Cushing syndrome is a well-recognized paraneoplastic phenomenon associated primarily with SCLC and bronchial carcinoid tumors. In total, ~5-10% of all Cushing syndrome (hypercortisolism) cases are of paraneoplastic origin, with neuroendocrine lung tumors accounting for ~50-60% of these cases. This condition arises due to the ectopic production of adrenocorticotropic hormone (ACTH) by tumor cells, leading to excessive cortisol production by the adrenal glands. This phenomenon, known as ectopic Cushing syndrome, results in a broad range of clinical manifestations. Unlike SIADH and hypercalcemia, symptoms of paraneoplastic Cushing syndrome frequently precede the diagnosis of cancer. Additionally, recurrence of hypercortisolism may serve as an indicator of tumor relapse.

The clinical presentation of ectopic Cushing syndrome includes weight gain, hypertension, diabetes mellitus, muscle weakness and characteristic skin changes such as easy bruising and purple striae. Patients often exhibit classic Cushingoid features, including moon facies, truncal obesity and wide violaceous striae (22).
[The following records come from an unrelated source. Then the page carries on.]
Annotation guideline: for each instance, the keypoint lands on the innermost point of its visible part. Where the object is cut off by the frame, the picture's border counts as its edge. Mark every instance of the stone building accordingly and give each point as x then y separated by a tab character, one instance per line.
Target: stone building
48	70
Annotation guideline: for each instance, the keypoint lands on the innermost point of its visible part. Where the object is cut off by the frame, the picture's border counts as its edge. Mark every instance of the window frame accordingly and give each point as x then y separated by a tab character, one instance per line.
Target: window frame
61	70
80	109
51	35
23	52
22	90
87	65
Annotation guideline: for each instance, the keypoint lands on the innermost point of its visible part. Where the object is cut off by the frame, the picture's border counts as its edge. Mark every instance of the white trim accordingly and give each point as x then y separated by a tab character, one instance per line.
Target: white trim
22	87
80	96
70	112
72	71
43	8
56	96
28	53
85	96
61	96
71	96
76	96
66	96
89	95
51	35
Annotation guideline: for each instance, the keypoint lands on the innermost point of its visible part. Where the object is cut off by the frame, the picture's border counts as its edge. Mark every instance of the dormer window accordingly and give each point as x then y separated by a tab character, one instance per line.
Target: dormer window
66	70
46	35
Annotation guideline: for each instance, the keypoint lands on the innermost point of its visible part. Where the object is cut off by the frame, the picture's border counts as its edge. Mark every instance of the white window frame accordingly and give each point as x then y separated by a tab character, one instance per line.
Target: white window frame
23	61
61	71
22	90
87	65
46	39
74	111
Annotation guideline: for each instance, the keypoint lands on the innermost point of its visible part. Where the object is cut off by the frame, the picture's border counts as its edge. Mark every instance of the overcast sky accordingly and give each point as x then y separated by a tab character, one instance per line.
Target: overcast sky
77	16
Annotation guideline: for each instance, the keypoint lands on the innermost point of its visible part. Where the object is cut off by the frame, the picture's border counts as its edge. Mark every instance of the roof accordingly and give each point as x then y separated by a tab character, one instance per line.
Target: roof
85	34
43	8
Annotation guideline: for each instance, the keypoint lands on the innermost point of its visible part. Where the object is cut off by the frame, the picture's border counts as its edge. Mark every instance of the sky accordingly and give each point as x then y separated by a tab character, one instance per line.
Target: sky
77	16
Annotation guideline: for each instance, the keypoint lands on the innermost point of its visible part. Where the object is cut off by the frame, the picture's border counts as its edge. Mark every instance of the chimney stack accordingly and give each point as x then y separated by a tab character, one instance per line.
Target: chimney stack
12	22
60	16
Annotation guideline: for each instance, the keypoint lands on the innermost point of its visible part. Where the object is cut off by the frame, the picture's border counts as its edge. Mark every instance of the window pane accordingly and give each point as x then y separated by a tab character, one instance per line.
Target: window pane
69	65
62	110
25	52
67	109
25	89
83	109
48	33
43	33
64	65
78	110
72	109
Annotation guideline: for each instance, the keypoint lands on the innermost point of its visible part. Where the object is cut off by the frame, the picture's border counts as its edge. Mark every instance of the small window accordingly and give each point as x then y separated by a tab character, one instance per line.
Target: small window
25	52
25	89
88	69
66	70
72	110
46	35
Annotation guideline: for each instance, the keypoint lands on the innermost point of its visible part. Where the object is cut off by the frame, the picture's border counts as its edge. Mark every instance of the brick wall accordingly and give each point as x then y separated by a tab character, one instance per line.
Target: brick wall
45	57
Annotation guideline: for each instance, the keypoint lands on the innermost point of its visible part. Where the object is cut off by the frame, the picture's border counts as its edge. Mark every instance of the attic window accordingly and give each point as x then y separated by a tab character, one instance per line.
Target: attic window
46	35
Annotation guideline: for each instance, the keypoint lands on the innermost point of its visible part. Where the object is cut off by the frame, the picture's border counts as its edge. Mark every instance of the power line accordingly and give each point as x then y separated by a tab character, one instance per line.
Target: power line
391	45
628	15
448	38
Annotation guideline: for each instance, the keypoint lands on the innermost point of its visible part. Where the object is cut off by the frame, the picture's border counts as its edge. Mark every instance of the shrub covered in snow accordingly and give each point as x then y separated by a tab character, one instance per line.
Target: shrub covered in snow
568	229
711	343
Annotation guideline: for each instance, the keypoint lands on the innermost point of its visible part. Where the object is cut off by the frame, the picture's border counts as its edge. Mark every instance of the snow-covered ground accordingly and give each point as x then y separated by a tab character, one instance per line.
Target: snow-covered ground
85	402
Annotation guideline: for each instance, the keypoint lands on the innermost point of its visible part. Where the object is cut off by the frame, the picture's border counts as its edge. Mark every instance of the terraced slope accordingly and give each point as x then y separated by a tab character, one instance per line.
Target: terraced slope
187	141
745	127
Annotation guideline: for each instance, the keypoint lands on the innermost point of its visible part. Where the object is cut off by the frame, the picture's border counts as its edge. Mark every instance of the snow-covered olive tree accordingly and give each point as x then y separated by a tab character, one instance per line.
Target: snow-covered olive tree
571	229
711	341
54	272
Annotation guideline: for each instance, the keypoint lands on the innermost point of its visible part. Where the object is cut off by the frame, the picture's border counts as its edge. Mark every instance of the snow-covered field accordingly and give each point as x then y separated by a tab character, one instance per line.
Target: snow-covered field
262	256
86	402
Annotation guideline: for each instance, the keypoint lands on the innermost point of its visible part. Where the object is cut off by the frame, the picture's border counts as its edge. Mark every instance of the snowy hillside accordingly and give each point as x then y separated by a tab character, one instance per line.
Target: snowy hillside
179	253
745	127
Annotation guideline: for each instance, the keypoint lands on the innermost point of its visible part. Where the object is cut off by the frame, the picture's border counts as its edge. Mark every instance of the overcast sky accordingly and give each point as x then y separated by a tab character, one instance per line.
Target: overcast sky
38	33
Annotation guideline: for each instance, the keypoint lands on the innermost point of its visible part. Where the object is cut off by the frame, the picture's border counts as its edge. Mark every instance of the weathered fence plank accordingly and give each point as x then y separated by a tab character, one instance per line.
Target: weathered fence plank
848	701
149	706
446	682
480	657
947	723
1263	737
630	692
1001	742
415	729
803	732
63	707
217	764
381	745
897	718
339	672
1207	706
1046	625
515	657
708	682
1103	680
In lung cancer, ectopic ACTH production is most commonly observed in SCLC, which accounts for ~10-15% of all lung cancer cases. SCLC is a highly aggressive malignancy that is frequently diagnosed at an advanced, metastatic stage. Paraneoplastic ACTH secretion by SCLC results in bilateral adrenal hyperplasia and excessive cortisol production. The biochemical profile of ectopic Cushing syndrome typically includes elevated plasma ACTH and cortisol levels, with a disruption of the normal diurnal rhythm of cortisol secretion. Specific laboratory findings associated with this condition include a serum cortisol level >29 µg/dl, a urinary free cortisol level >47 µg/24 h, and a midnight ACTH level >100 ng/l (23).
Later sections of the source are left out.